Smooth normal calculation Update! #941

devshgraphicsprogramming · 2025-10-21T06:20:18Z

Description

Testing

TODO list:

…eldVertices into CVertexWelder

include/nbl/builtin/hlsl/shapes/triangle.hlsl

include/nbl/core/algorithm/radix_sort.h

include/nbl/asset/utils/CVertexHashGrid.h

include/nbl/asset/utils/CPolygonGeometryManipulator.h

include/nbl/core/algorithm/radix_sort.h

include/nbl/asset/utils/CVertexHashGrid.h

devshgraphicsprogramming · 2025-10-25T16:17:18Z

include/nbl/asset/utils/CVertexHashGrid.h

+		hlsl::float32_t3 cellfloatcoord = floor(vertex.getPosition() / m_cellSize - hlsl::float32_t3(0.5));
+		hlsl::uint32_t3 baseCoord = hlsl::uint32_t3(static_cast<uint32_t>(cellfloatcoord.x), static_cast<uint32_t>(cellfloatcoord.y), static_cast<uint32_t>(cellfloatcoord.z));


you might wanna summarize in comments and an ASCII diagram the logic I had to explain on discord

i meant the justification for the 0.5, so far you only have the floor

include/nbl/asset/utils/CVertexWelder.h

devshgraphicsprogramming · 2025-10-27T17:30:22Z

include/nbl/asset/utils/CVertexWelder.h

+public:
+  using WeldPredicateFn = std::function<bool(const ICPUPolygonGeometry* geom, uint64_t idx1, uint64_t idx2)>;
+
+  template <typename AccelStructureT>


there should be some concept you require here

devshgraphicsprogramming · 2025-10-27T17:35:13Z

include/nbl/asset/utils/CVertexWelder.h

+    for (uint64_t vertexData_i = 0u; vertexData_i < as.getVertexCount(); vertexData_i++)
+    {
+      const auto& vertexData = as.vertices()[vertexData_i];
+      vertexIndexToAsIndex[vertexData.index] = vertexData.index;


but this is the same as initializing your vertexIndexToAsIndex to IOTA !? but with gaps (you get 0 wherever there's no such index value in the acceleration structure)
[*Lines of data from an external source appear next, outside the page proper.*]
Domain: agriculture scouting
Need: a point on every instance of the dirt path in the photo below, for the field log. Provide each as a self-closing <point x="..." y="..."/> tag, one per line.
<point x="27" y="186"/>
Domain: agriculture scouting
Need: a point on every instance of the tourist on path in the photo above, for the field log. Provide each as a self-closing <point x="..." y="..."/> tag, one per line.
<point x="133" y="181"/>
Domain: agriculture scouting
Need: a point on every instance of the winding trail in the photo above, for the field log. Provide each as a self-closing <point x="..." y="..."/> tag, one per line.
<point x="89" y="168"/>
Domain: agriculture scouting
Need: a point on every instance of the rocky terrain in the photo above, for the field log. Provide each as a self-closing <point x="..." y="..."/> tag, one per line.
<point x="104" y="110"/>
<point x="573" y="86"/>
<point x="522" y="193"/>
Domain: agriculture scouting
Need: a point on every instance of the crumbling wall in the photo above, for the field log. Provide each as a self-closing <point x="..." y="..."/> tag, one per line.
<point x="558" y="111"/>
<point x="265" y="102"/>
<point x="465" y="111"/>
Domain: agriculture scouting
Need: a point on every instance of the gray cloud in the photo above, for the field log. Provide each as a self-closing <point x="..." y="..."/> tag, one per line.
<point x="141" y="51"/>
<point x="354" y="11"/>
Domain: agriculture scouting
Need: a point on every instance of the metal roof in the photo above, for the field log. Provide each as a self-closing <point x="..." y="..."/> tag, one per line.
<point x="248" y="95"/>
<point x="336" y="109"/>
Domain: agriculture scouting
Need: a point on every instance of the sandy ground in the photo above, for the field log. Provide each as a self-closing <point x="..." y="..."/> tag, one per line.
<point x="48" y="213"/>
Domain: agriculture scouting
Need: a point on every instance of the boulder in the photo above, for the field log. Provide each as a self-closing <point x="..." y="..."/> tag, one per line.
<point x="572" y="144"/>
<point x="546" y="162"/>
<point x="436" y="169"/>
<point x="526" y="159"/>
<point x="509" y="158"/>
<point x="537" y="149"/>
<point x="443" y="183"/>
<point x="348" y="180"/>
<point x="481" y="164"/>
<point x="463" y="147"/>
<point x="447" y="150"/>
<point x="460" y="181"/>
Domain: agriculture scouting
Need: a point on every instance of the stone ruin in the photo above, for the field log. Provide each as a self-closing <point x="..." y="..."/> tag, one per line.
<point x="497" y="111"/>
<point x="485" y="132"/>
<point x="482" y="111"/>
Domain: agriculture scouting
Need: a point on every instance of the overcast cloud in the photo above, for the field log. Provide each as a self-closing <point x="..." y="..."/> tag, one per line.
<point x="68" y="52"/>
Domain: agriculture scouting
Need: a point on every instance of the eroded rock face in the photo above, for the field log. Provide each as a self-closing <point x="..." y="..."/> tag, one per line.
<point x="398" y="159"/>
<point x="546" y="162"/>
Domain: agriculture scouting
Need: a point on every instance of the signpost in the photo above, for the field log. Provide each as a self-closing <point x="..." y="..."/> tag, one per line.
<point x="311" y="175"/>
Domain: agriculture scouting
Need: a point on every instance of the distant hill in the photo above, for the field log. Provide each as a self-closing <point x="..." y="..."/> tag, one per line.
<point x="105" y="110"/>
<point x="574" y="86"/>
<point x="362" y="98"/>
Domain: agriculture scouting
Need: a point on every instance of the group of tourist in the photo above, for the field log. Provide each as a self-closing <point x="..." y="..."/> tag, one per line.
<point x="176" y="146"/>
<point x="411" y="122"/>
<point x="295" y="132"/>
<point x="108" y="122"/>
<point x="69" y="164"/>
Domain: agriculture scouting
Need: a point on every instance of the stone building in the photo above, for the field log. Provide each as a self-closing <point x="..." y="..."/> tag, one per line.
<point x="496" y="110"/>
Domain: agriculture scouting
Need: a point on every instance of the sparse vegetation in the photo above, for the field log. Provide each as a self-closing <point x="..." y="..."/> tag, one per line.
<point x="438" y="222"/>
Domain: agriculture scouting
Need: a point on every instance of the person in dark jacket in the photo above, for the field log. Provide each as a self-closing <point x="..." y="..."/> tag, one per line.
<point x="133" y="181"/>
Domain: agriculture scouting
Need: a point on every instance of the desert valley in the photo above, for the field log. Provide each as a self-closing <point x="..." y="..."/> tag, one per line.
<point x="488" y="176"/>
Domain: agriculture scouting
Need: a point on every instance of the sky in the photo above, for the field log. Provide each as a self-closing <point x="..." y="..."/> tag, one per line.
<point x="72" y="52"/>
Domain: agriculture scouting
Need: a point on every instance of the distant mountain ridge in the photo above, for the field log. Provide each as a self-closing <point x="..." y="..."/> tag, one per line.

it should be vertexIndexToAsIndex[vertexData.index] = vertexData_i.

devshgraphicsprogramming · 2025-10-27T17:37:48Z

include/nbl/asset/utils/CVertexWelder.h

+    // iterate by index, so that we always use the smallest index when multiple vertexes can be welded together
+    for (uint64_t index = 0; index < as.getVertexCount(); index++)
+    {
+      const auto asIndex = vertexIndexToAsIndex[index];


why have that whole vector when you can just as.vertices()[index].index or even better for (const auto& asVertRef : as.vertices()) and const auto asIndex = asVertRef.index;

also the asIndex you get right now will be same as index due to how you initialized

this needs a different construction https://github.com/Devsh-Graphics-Programming/Nabla/pull/941/files?diff=unified&w=1#r2466545963

Grab the vertices 1 by 1

decode the position view for the vertex

make an overload of iterateBroadphaseCandidates takes a position and not a whole vertex data (because you only use the position from the vertex data and re-hash anyway - you only use the vertex data to make sure you don't tap yourself which is fine here - or the if (&vertex != &neighborVertex) check should be moved out into the iterations lambdas themselves? )

in the iteration lambda you want to check that neighbour.index==selfIndex || neighborRemappedIndex != INVALID_INDEX && shouldWeldFn(polygon, index, neighbor.index)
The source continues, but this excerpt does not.